Well now, folks, that fine, fine moment finally arrived this past week. After all the finding and grinding, all the packing and pressing, the time finally came for testing this year’s first batch of hard cider.
It’s no small thing making hard cider the way I make it. Randa and I gathered up several hundred pounds of apples. Jay and Leah and Kevin spent a few hours helping grind them up. We sorted out the twenty-something gallons and shared some with friends and relatives. About twelve gallons went into the fourteen-gallon fermenting vat that I bought several years ago just for such occasions. I hauled that vat of super-fresh, undefiled and unadulterated juice all the way from nearly Nebraska to nearly Oklahoma.
Apparently cider yeast enjoy agitation and unseasonably warm weather nearly as much as a busload of social activists after a power plant explosion.
Usually, it takes several days of aerobic phase fermentation to get the cider ready for the second phase. That’s when you screw the lid down good and tight and put the special water valve in place that lets carbon dioxide escape and keeps oxygen from getting in. You see, my friend, oxygen is the enemy and you want to keep it away from the cider. The inverted tiny plastic cup in the water valve rocks and tilts and releases the carbon dioxide from inside the container and keeps oxygen from going the other way. Early on, that little booger is practically dancing. As things slow down it might only gurgle once in ten minutes or so. Eventually, it’ll quit but you want to bottle the cider before things get to that point.

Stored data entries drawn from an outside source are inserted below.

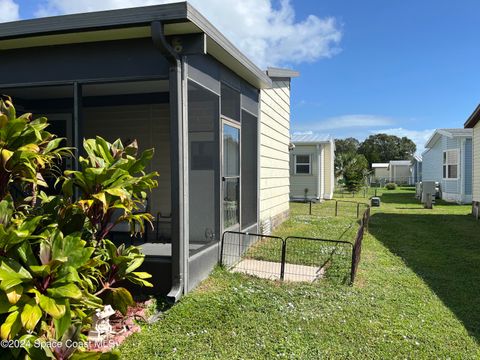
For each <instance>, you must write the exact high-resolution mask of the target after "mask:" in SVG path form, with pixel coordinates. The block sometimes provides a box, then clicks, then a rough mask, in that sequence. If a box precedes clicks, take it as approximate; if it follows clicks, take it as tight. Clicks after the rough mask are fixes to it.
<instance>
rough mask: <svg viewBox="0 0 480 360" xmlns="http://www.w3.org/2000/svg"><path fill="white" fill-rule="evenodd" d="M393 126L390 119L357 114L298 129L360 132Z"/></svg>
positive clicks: (344, 115)
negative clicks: (370, 129)
mask: <svg viewBox="0 0 480 360" xmlns="http://www.w3.org/2000/svg"><path fill="white" fill-rule="evenodd" d="M393 124H394V121H393V119H391V118H389V117H385V116H377V115H362V114H357V115H342V116H336V117H332V118H328V119H325V120H321V121H316V122H309V123H307V124H305V125H302V126H301V127H298V129H299V130H309V131H327V130H328V131H331V130H354V129H355V130H359V129H366V128H372V127H376V126H391V125H393Z"/></svg>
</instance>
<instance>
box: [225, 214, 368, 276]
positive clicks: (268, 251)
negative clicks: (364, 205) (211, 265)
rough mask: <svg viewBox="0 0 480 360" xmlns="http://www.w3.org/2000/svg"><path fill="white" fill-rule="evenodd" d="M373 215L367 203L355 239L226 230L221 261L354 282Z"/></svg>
mask: <svg viewBox="0 0 480 360" xmlns="http://www.w3.org/2000/svg"><path fill="white" fill-rule="evenodd" d="M369 219H370V208H369V207H368V205H367V208H366V210H365V211H364V212H363V214H362V216H361V219H360V222H359V224H360V226H359V228H358V231H357V233H356V236H355V239H352V241H349V240H333V239H322V238H311V237H301V236H288V237H286V238H285V239H284V238H281V237H279V236H272V235H264V234H255V233H247V232H238V231H226V232H224V233H223V235H222V241H221V250H220V264H221V265H223V266H225V267H227V268H229V269H232V270H233V271H235V272H240V273H244V274H248V275H253V276H257V277H262V278H267V279H271V280H281V281H309V282H311V281H315V280H317V279H321V278H335V279H338V280H340V281H341V282H342V283H351V284H353V283H354V281H355V277H356V274H357V270H358V265H359V263H360V257H361V252H362V242H363V237H364V234H365V231H368V222H369ZM347 230H348V229H347ZM347 230H346V231H347Z"/></svg>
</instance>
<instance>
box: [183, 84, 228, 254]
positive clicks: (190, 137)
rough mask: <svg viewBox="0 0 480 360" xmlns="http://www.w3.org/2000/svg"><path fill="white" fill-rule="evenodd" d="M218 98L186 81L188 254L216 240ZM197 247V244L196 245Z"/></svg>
mask: <svg viewBox="0 0 480 360" xmlns="http://www.w3.org/2000/svg"><path fill="white" fill-rule="evenodd" d="M218 103H219V99H218V96H217V95H215V94H214V93H212V92H210V91H208V90H206V89H204V88H203V87H201V86H198V85H196V84H195V83H193V82H189V83H188V145H189V149H190V151H189V165H190V168H189V171H188V178H189V189H190V191H189V202H188V204H189V229H190V230H189V235H190V238H189V241H190V246H191V247H190V250H191V253H194V252H195V251H196V250H198V249H199V246H200V245H205V246H208V245H209V244H210V243H212V242H213V241H216V240H218V237H219V233H220V217H219V211H218V210H217V209H218V204H219V202H220V200H219V193H220V188H219V186H220V183H219V181H218V179H219V177H220V173H219V168H220V154H219V144H218V136H219V131H218V126H219V123H218V122H219V118H220V115H219V109H218ZM200 247H201V246H200Z"/></svg>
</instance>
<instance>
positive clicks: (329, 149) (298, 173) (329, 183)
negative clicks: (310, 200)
mask: <svg viewBox="0 0 480 360" xmlns="http://www.w3.org/2000/svg"><path fill="white" fill-rule="evenodd" d="M292 144H293V145H294V147H293V149H292V150H291V152H290V199H292V200H324V199H332V198H333V191H334V186H335V175H334V173H335V168H334V160H335V142H334V140H333V139H332V138H331V137H330V136H328V135H318V134H293V135H292Z"/></svg>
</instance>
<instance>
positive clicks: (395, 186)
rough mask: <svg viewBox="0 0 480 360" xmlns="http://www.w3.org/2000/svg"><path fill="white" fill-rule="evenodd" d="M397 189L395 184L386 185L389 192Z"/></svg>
mask: <svg viewBox="0 0 480 360" xmlns="http://www.w3.org/2000/svg"><path fill="white" fill-rule="evenodd" d="M396 188H397V184H395V183H387V184H385V189H387V190H395V189H396Z"/></svg>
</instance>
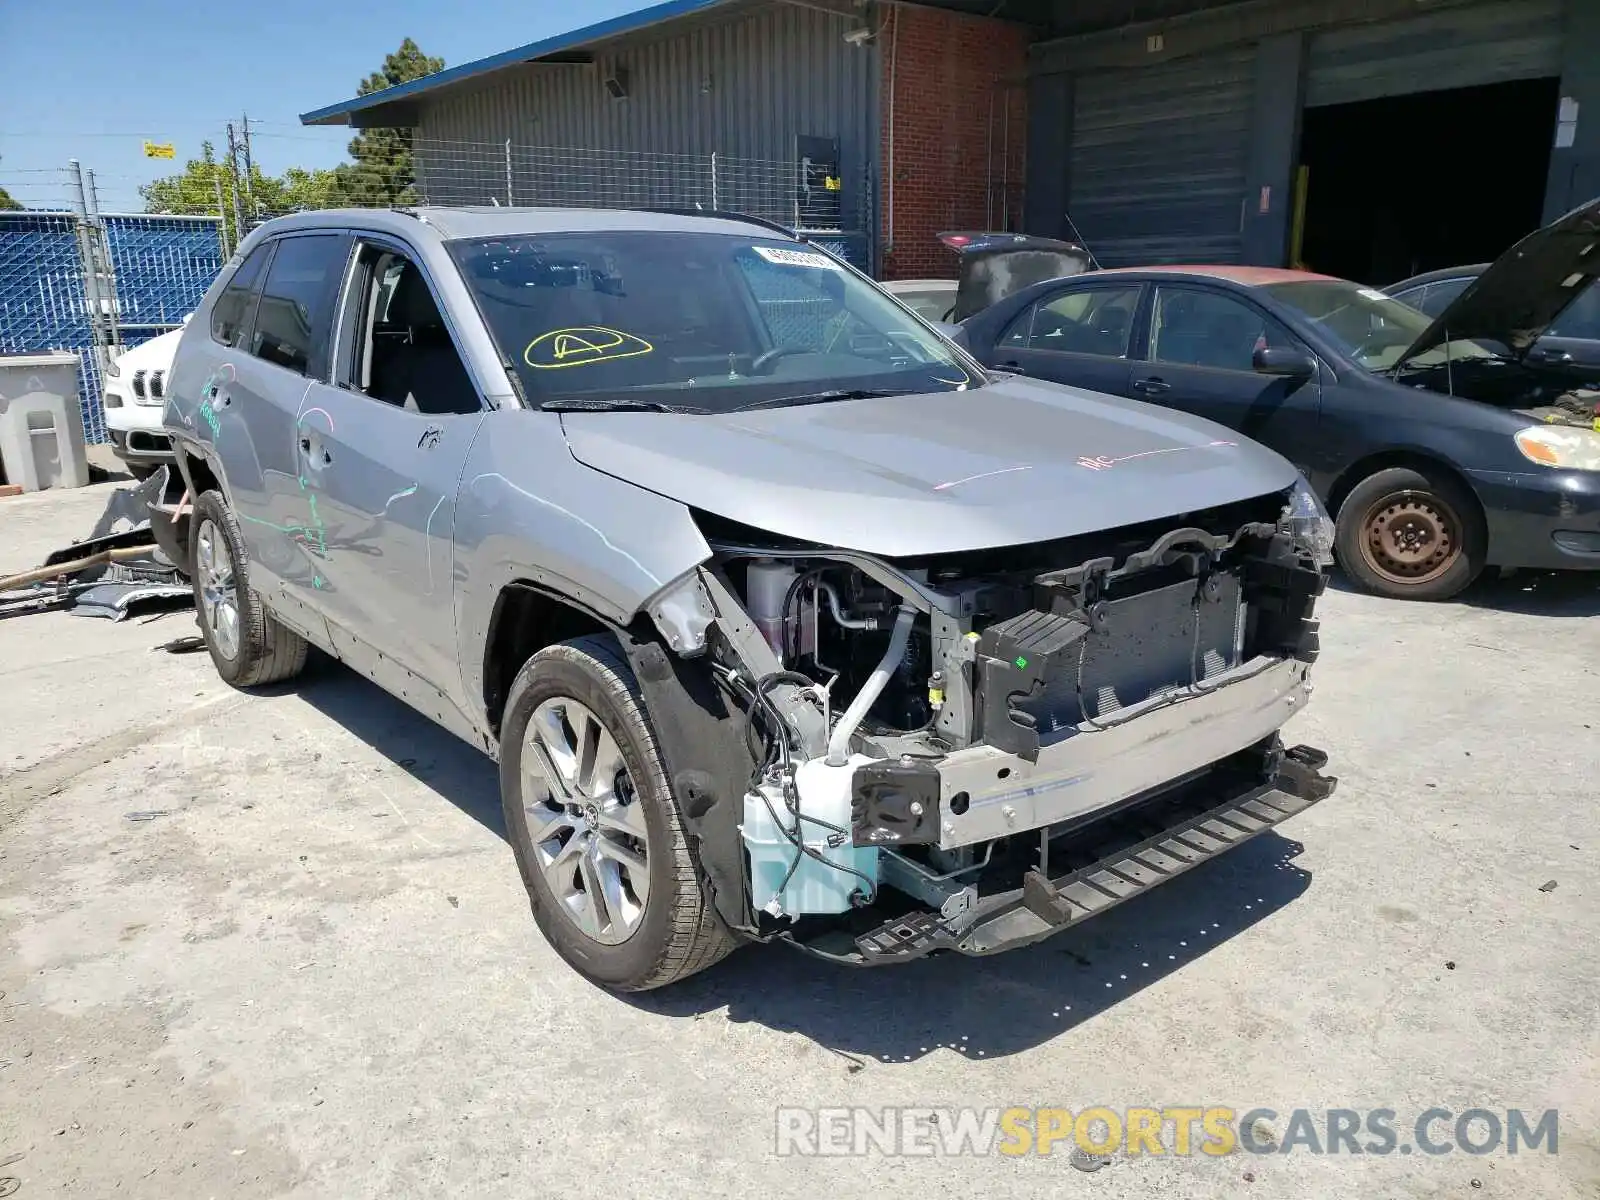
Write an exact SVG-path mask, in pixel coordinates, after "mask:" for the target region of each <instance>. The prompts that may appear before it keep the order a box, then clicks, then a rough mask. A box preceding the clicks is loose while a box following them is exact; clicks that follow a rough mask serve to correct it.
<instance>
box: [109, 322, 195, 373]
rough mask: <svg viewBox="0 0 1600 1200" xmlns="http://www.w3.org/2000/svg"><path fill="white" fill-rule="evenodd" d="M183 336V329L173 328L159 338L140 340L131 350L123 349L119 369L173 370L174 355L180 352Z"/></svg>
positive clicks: (183, 331) (121, 354)
mask: <svg viewBox="0 0 1600 1200" xmlns="http://www.w3.org/2000/svg"><path fill="white" fill-rule="evenodd" d="M182 336H184V331H182V330H173V331H171V333H163V334H160V336H158V338H150V341H147V342H139V344H138V346H134V347H133V349H130V350H123V352H122V354H120V355H117V370H118V371H123V373H126V371H139V370H144V371H166V370H171V365H173V355H176V354H178V341H179V339H181V338H182Z"/></svg>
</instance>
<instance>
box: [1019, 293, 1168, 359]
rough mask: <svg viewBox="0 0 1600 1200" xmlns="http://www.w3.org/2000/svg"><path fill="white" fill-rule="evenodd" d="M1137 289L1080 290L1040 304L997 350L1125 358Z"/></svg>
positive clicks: (1138, 300) (1129, 337)
mask: <svg viewBox="0 0 1600 1200" xmlns="http://www.w3.org/2000/svg"><path fill="white" fill-rule="evenodd" d="M1138 307H1139V285H1138V283H1133V285H1130V286H1126V288H1080V290H1077V291H1067V293H1062V294H1058V296H1053V298H1050V299H1045V301H1040V302H1038V304H1035V306H1034V307H1032V309H1030V310H1029V312H1026V314H1022V317H1019V318H1018V320H1016V322H1013V325H1011V328H1010V330H1006V331H1005V336H1003V338H1002V346H1011V347H1014V349H1019V350H1021V349H1027V350H1062V352H1066V354H1098V355H1104V357H1106V358H1120V357H1122V355H1125V354H1128V338H1130V334H1131V333H1133V314H1134V312H1136V310H1138Z"/></svg>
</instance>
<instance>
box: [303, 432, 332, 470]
mask: <svg viewBox="0 0 1600 1200" xmlns="http://www.w3.org/2000/svg"><path fill="white" fill-rule="evenodd" d="M301 454H304V456H306V458H307V459H309V461H310V462H322V466H325V467H331V466H333V453H331V451H330V450H328V446H325V445H323V443H322V438H318V440H317V443H315V445H312V440H310V437H302V438H301Z"/></svg>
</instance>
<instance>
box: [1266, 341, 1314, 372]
mask: <svg viewBox="0 0 1600 1200" xmlns="http://www.w3.org/2000/svg"><path fill="white" fill-rule="evenodd" d="M1251 365H1253V366H1254V368H1256V371H1258V373H1259V374H1275V376H1282V378H1285V379H1310V378H1312V376H1314V374H1317V360H1315V358H1312V357H1310V355H1309V354H1306V350H1296V349H1294V347H1291V346H1261V347H1258V349H1256V354H1254V357H1253V358H1251Z"/></svg>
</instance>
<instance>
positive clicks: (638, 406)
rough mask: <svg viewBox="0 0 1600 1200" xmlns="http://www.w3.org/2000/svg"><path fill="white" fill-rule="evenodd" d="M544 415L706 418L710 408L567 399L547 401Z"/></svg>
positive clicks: (543, 406) (576, 398) (654, 404)
mask: <svg viewBox="0 0 1600 1200" xmlns="http://www.w3.org/2000/svg"><path fill="white" fill-rule="evenodd" d="M539 410H541V411H544V413H690V414H696V416H704V414H707V413H710V410H709V408H699V406H698V405H664V403H661V402H659V400H581V398H578V397H566V398H563V400H546V402H544V403H542V405H539Z"/></svg>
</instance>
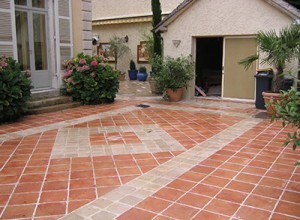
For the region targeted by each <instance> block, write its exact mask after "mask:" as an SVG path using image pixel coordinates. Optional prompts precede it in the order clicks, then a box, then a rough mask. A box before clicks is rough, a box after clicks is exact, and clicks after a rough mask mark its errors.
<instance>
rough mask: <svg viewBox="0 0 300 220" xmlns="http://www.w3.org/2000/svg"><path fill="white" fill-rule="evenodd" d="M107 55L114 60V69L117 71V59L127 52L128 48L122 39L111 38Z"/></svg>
mask: <svg viewBox="0 0 300 220" xmlns="http://www.w3.org/2000/svg"><path fill="white" fill-rule="evenodd" d="M109 43H110V48H109V55H110V56H113V57H114V58H115V69H116V70H117V69H118V59H119V58H120V57H121V56H123V55H124V54H125V53H127V52H129V50H130V49H129V47H128V46H127V45H125V40H124V38H121V37H117V36H113V37H112V38H111V39H110V40H109Z"/></svg>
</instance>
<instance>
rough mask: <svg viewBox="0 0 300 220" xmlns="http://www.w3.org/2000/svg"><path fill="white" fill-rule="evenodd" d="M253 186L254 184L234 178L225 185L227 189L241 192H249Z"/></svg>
mask: <svg viewBox="0 0 300 220" xmlns="http://www.w3.org/2000/svg"><path fill="white" fill-rule="evenodd" d="M254 187H255V185H254V184H251V183H244V182H240V181H235V180H233V181H231V182H230V183H229V184H228V186H226V188H227V189H231V190H236V191H241V192H246V193H249V192H251V191H252V190H253V188H254Z"/></svg>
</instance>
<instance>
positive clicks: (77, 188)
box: [70, 178, 95, 189]
mask: <svg viewBox="0 0 300 220" xmlns="http://www.w3.org/2000/svg"><path fill="white" fill-rule="evenodd" d="M94 186H95V183H94V179H93V178H91V179H75V180H71V181H70V189H81V188H92V187H94Z"/></svg>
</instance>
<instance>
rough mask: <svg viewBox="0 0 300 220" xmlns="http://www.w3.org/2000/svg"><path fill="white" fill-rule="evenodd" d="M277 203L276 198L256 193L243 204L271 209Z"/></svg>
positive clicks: (262, 208) (272, 209)
mask: <svg viewBox="0 0 300 220" xmlns="http://www.w3.org/2000/svg"><path fill="white" fill-rule="evenodd" d="M276 203H277V200H275V199H271V198H266V197H261V196H257V195H251V196H250V197H249V198H248V199H247V200H246V202H245V205H247V206H252V207H255V208H259V209H265V210H267V211H272V210H273V209H274V207H275V205H276Z"/></svg>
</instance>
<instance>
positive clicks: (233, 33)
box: [163, 0, 293, 99]
mask: <svg viewBox="0 0 300 220" xmlns="http://www.w3.org/2000/svg"><path fill="white" fill-rule="evenodd" d="M292 20H293V19H292V18H290V17H289V16H287V15H286V14H283V13H282V12H281V11H279V10H278V9H277V8H274V7H273V6H271V5H270V4H268V3H267V2H266V1H264V0H226V1H224V0H198V1H196V2H195V3H194V4H193V5H192V6H191V7H190V8H189V9H187V11H185V12H184V13H183V14H181V15H180V16H179V17H178V18H177V19H176V20H175V21H174V22H173V23H171V24H169V26H168V30H167V31H166V32H165V33H164V34H163V38H164V55H165V56H173V57H178V56H180V55H185V56H187V55H192V56H193V59H195V47H196V45H195V38H196V37H205V36H211V37H213V36H225V37H226V36H255V35H256V33H257V32H258V31H260V30H271V29H275V30H279V29H281V28H282V27H285V26H287V25H289V24H291V22H292ZM172 40H181V44H180V45H179V47H177V48H176V47H175V46H174V45H173V43H172ZM264 67H266V66H264ZM259 68H262V66H259ZM190 86H191V87H190V88H189V89H188V92H187V93H186V95H185V98H187V99H189V98H191V97H193V96H194V89H193V86H194V81H191V83H190Z"/></svg>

Trouble was in this case, things were already at the point. The unusual warmth (and maybe the two-hundred-and-fifty miles of agitation) had so encouraged the little fellows that they had just really outdone themselves. They were done. I tried adding sugar and different yeast and finally went ahead and hand-bottled the whole batch. I stacked the nine half-gallon growlers and the three crates of bottles in the utility room and hoped for the best.
I popped a top on a sample bottle last week and was very pleased to see some carbonation. A half-inch of fizz formed at the top of the glass as I poured the cider. “Ah, good,” I thought, “maybe this is going to turn out okay after all.” Then I lifted the glass up to my face.
My hopes took a mighty hard hit at that point. The bouquet was somewhere between nasty dishrag and low-grade disinfectant. It didn’t smell like something had died but it was proper sick for sure. The flavor, actually, was considerably better than the aroma. Definitely sour and definitely disappointing but tolerable. Assuming the cider is very cold, the day is very hot and the consumer is very thirsty.
Sometimes in spite of our very hard work and everything else we have put into something, things just don’t work out the way we had hoped and planned. Sometimes they stop a bit short and sometimes they turn out about as opposite as possible. It’s disappointing, yes, and sometimes it’s heartbreaking. But it’s nearly always survivable and even thrivable if we take the lessons learned and turn them into better choices on the next go-round.
So… I’m looking forward to next season and looking for some folks who like the taste of pale ale accompanied by the smell of vinegar. If I don’t find them, I’m thinking this stuff might work as weed-killer or concrete-etcher. Just not ready to pour it all down the drain just yet.